The studies of both galaxies suggest a kind of a cosmic circle of galactic life. As a dense region of intergalactic gas cools, it forms several smaller galaxies that later merge to form a larger galaxy with a supermassive black hole at its core. Both galaxy and black hole continue to grow by absorbing other nearby galaxies.
This growth, however, appears to halt when energy generated by the jets produced around the black hole heat up the galaxy's gas until it is energetic enough to avoid being sucked into the cosmic pit.
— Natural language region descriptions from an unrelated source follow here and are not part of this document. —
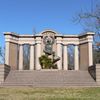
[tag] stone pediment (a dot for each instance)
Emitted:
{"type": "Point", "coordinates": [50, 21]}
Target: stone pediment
{"type": "Point", "coordinates": [48, 32]}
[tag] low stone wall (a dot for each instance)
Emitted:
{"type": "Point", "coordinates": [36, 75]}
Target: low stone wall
{"type": "Point", "coordinates": [98, 74]}
{"type": "Point", "coordinates": [4, 71]}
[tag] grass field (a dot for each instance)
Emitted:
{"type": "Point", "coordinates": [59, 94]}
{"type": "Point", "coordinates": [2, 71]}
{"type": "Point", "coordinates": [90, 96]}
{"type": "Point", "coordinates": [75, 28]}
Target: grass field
{"type": "Point", "coordinates": [28, 93]}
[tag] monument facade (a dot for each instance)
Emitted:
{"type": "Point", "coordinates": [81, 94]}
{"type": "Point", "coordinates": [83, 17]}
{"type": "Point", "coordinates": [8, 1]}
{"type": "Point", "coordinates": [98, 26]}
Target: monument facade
{"type": "Point", "coordinates": [48, 42]}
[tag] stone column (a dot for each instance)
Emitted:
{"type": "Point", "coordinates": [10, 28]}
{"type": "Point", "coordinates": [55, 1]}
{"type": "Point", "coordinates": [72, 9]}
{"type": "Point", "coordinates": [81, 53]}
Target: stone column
{"type": "Point", "coordinates": [90, 54]}
{"type": "Point", "coordinates": [38, 54]}
{"type": "Point", "coordinates": [65, 58]}
{"type": "Point", "coordinates": [59, 53]}
{"type": "Point", "coordinates": [76, 58]}
{"type": "Point", "coordinates": [98, 74]}
{"type": "Point", "coordinates": [31, 57]}
{"type": "Point", "coordinates": [7, 53]}
{"type": "Point", "coordinates": [21, 57]}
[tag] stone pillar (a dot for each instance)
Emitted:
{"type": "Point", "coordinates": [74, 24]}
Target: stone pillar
{"type": "Point", "coordinates": [31, 57]}
{"type": "Point", "coordinates": [76, 58]}
{"type": "Point", "coordinates": [59, 53]}
{"type": "Point", "coordinates": [38, 54]}
{"type": "Point", "coordinates": [7, 53]}
{"type": "Point", "coordinates": [90, 50]}
{"type": "Point", "coordinates": [65, 58]}
{"type": "Point", "coordinates": [21, 57]}
{"type": "Point", "coordinates": [98, 74]}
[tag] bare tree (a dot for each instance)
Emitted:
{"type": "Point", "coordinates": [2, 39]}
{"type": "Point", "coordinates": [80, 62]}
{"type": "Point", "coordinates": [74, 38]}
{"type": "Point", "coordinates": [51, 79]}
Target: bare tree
{"type": "Point", "coordinates": [91, 21]}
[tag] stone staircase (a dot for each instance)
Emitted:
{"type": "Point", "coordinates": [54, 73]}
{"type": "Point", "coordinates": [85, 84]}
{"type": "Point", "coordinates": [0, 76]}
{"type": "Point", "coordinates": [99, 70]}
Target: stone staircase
{"type": "Point", "coordinates": [48, 78]}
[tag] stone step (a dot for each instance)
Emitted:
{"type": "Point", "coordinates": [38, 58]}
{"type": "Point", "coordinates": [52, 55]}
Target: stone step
{"type": "Point", "coordinates": [49, 78]}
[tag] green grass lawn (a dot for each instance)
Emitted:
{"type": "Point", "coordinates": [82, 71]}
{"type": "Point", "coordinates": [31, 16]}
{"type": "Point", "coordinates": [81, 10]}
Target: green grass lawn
{"type": "Point", "coordinates": [28, 93]}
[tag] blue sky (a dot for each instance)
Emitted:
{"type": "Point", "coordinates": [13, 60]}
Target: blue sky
{"type": "Point", "coordinates": [23, 16]}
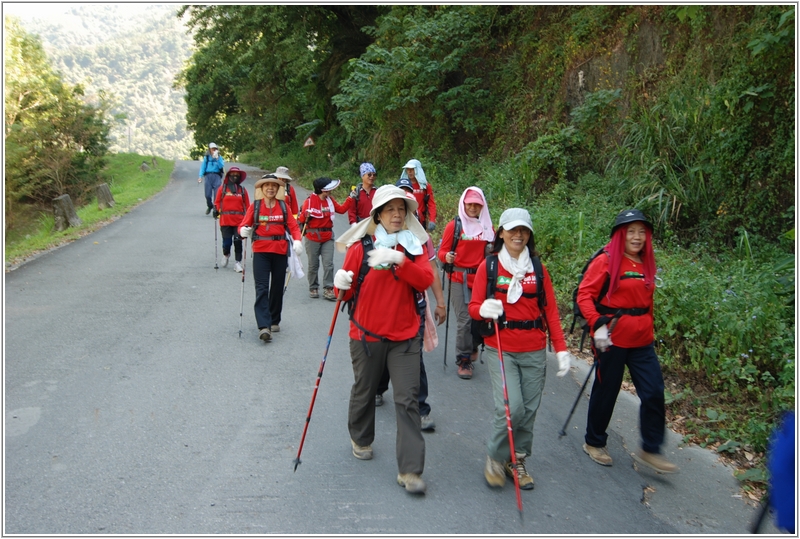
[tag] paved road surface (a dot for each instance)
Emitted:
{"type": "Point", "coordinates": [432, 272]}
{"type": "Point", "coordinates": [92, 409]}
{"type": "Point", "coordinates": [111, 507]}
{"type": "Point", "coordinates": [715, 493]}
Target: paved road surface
{"type": "Point", "coordinates": [132, 407]}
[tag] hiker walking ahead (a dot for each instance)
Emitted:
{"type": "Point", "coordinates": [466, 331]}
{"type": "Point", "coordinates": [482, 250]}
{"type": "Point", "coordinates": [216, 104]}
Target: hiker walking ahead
{"type": "Point", "coordinates": [364, 193]}
{"type": "Point", "coordinates": [211, 170]}
{"type": "Point", "coordinates": [230, 206]}
{"type": "Point", "coordinates": [627, 272]}
{"type": "Point", "coordinates": [318, 213]}
{"type": "Point", "coordinates": [270, 225]}
{"type": "Point", "coordinates": [384, 324]}
{"type": "Point", "coordinates": [423, 193]}
{"type": "Point", "coordinates": [525, 304]}
{"type": "Point", "coordinates": [465, 241]}
{"type": "Point", "coordinates": [291, 196]}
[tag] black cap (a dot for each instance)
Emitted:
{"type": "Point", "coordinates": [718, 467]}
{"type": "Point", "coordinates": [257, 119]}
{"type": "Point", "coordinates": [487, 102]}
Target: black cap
{"type": "Point", "coordinates": [630, 216]}
{"type": "Point", "coordinates": [404, 183]}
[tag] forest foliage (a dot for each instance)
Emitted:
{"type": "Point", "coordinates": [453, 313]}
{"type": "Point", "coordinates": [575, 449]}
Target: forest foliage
{"type": "Point", "coordinates": [575, 112]}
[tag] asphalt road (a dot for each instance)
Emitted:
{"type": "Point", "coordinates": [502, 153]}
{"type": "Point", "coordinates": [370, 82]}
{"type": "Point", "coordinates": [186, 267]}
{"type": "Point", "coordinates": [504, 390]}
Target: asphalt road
{"type": "Point", "coordinates": [133, 407]}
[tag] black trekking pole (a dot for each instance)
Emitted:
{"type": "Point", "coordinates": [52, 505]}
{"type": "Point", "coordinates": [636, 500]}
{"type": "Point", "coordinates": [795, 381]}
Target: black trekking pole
{"type": "Point", "coordinates": [508, 417]}
{"type": "Point", "coordinates": [216, 266]}
{"type": "Point", "coordinates": [447, 316]}
{"type": "Point", "coordinates": [319, 377]}
{"type": "Point", "coordinates": [563, 431]}
{"type": "Point", "coordinates": [241, 298]}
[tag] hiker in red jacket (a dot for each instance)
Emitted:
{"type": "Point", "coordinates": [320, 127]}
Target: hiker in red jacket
{"type": "Point", "coordinates": [271, 232]}
{"type": "Point", "coordinates": [423, 193]}
{"type": "Point", "coordinates": [316, 218]}
{"type": "Point", "coordinates": [627, 272]}
{"type": "Point", "coordinates": [524, 328]}
{"type": "Point", "coordinates": [385, 324]}
{"type": "Point", "coordinates": [363, 194]}
{"type": "Point", "coordinates": [230, 205]}
{"type": "Point", "coordinates": [475, 236]}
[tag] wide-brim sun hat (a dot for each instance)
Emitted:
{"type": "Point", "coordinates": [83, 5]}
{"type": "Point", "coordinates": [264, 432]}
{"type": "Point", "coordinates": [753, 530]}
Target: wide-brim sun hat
{"type": "Point", "coordinates": [630, 216]}
{"type": "Point", "coordinates": [283, 172]}
{"type": "Point", "coordinates": [383, 195]}
{"type": "Point", "coordinates": [270, 178]}
{"type": "Point", "coordinates": [514, 217]}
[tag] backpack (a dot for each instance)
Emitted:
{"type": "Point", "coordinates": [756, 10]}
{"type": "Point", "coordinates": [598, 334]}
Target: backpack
{"type": "Point", "coordinates": [256, 211]}
{"type": "Point", "coordinates": [419, 296]}
{"type": "Point", "coordinates": [485, 328]}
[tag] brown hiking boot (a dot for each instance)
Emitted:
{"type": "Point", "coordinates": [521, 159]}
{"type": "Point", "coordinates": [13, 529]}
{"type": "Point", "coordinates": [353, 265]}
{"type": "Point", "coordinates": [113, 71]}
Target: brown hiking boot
{"type": "Point", "coordinates": [493, 472]}
{"type": "Point", "coordinates": [525, 479]}
{"type": "Point", "coordinates": [464, 367]}
{"type": "Point", "coordinates": [265, 335]}
{"type": "Point", "coordinates": [412, 482]}
{"type": "Point", "coordinates": [598, 454]}
{"type": "Point", "coordinates": [655, 461]}
{"type": "Point", "coordinates": [362, 452]}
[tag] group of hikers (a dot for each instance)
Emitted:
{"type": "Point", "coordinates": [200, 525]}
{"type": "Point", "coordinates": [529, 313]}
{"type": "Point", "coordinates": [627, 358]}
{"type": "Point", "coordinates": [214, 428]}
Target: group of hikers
{"type": "Point", "coordinates": [500, 293]}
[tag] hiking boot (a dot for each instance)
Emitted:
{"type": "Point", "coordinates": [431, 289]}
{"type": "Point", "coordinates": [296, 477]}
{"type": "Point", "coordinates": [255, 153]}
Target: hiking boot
{"type": "Point", "coordinates": [655, 461]}
{"type": "Point", "coordinates": [412, 482]}
{"type": "Point", "coordinates": [362, 453]}
{"type": "Point", "coordinates": [598, 454]}
{"type": "Point", "coordinates": [525, 479]}
{"type": "Point", "coordinates": [464, 367]}
{"type": "Point", "coordinates": [493, 472]}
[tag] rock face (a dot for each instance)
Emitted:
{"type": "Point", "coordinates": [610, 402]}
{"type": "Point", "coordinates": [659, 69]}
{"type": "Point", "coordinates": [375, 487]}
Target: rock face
{"type": "Point", "coordinates": [64, 213]}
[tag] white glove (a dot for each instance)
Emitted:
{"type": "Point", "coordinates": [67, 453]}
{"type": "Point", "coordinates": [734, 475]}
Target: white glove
{"type": "Point", "coordinates": [491, 308]}
{"type": "Point", "coordinates": [343, 279]}
{"type": "Point", "coordinates": [564, 363]}
{"type": "Point", "coordinates": [385, 257]}
{"type": "Point", "coordinates": [602, 340]}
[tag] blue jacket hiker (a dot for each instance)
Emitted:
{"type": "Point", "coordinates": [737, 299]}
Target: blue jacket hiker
{"type": "Point", "coordinates": [212, 168]}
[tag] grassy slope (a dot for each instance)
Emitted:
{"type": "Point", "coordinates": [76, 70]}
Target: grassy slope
{"type": "Point", "coordinates": [129, 186]}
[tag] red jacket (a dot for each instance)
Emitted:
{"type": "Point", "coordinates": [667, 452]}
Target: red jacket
{"type": "Point", "coordinates": [315, 220]}
{"type": "Point", "coordinates": [291, 199]}
{"type": "Point", "coordinates": [362, 206]}
{"type": "Point", "coordinates": [232, 202]}
{"type": "Point", "coordinates": [427, 213]}
{"type": "Point", "coordinates": [470, 253]}
{"type": "Point", "coordinates": [630, 331]}
{"type": "Point", "coordinates": [521, 340]}
{"type": "Point", "coordinates": [386, 306]}
{"type": "Point", "coordinates": [271, 223]}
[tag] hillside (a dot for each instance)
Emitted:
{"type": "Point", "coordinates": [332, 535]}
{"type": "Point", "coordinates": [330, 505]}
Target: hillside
{"type": "Point", "coordinates": [130, 54]}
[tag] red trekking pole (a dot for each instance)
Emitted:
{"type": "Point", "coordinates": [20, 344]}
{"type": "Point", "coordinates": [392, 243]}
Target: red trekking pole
{"type": "Point", "coordinates": [319, 377]}
{"type": "Point", "coordinates": [508, 417]}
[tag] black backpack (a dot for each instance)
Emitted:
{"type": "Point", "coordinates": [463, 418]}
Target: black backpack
{"type": "Point", "coordinates": [577, 316]}
{"type": "Point", "coordinates": [484, 328]}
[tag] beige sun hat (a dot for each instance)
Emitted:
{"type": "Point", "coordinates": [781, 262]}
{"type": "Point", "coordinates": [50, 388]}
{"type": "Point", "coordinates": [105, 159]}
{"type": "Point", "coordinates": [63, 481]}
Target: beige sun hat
{"type": "Point", "coordinates": [283, 172]}
{"type": "Point", "coordinates": [383, 195]}
{"type": "Point", "coordinates": [270, 178]}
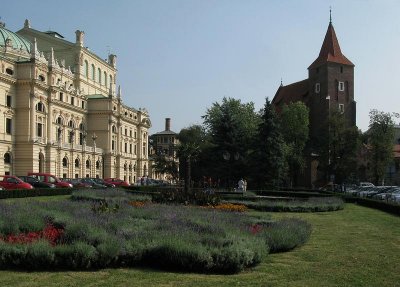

This seems to occur once a galaxy reaches a mass about 12 times that of our own Milky Way, researchers said.
Millions of years after the jet activity dies down, matter again starts falling into the black hole and the cycle starts all over again, with the galaxy growing in fits like a car in stop-and-go traffic.
"It's as if nature tries to impose a weight limit on the size of the most massive galaxies," said Caleb Scharf, lead author of the study on galaxy 4C41.17 and a professor at New York's Columbia University. "The Chandra observations have given us an important clue as to how this occurs. The high-energy jets give the supermassive black holes an extended reach to regulate the growth of these galaxies," he said. Scharf's research will appear in the Astrophysical Journal.
These magnetized jets of high-energy particles sweep up clouds of dust and gas and help trigger the formation of billions of new stars. The dusty, star-forming clouds of 4C41.17, the most powerful source of infrared radiation ever observed, are embedded in even larger clouds of gas.
Reseachers found these larger clouds to have a temperature of about 10,000 degrees. But the clouds are leftover material from the galaxy's formation and should have cooled rapidly by radiation in the absence of a heat source.
"Significantly, the warm gas clouds coincide closely with the largest extent of the X-ray emission," said Michiel Reuland of Lawrence Livermore National Laboratory in Livermore, Calif. Reuland is a a co-author on the 4C41.17 study. "The Chandra results show that high-energy particles or radiation can supply the necessary energy to light up these clouds," he said.
Most of the X-rays from 4C41.17 and 3C294 are caused by collisions of energetic electrons with the cosmic background photons from the early days of the universe. Because these galaxies are far away, their observed radiation originated when the universe was younger and the background was more intense. This effect enhances the X-radiation and helps astronomers to study extremely distant galaxies.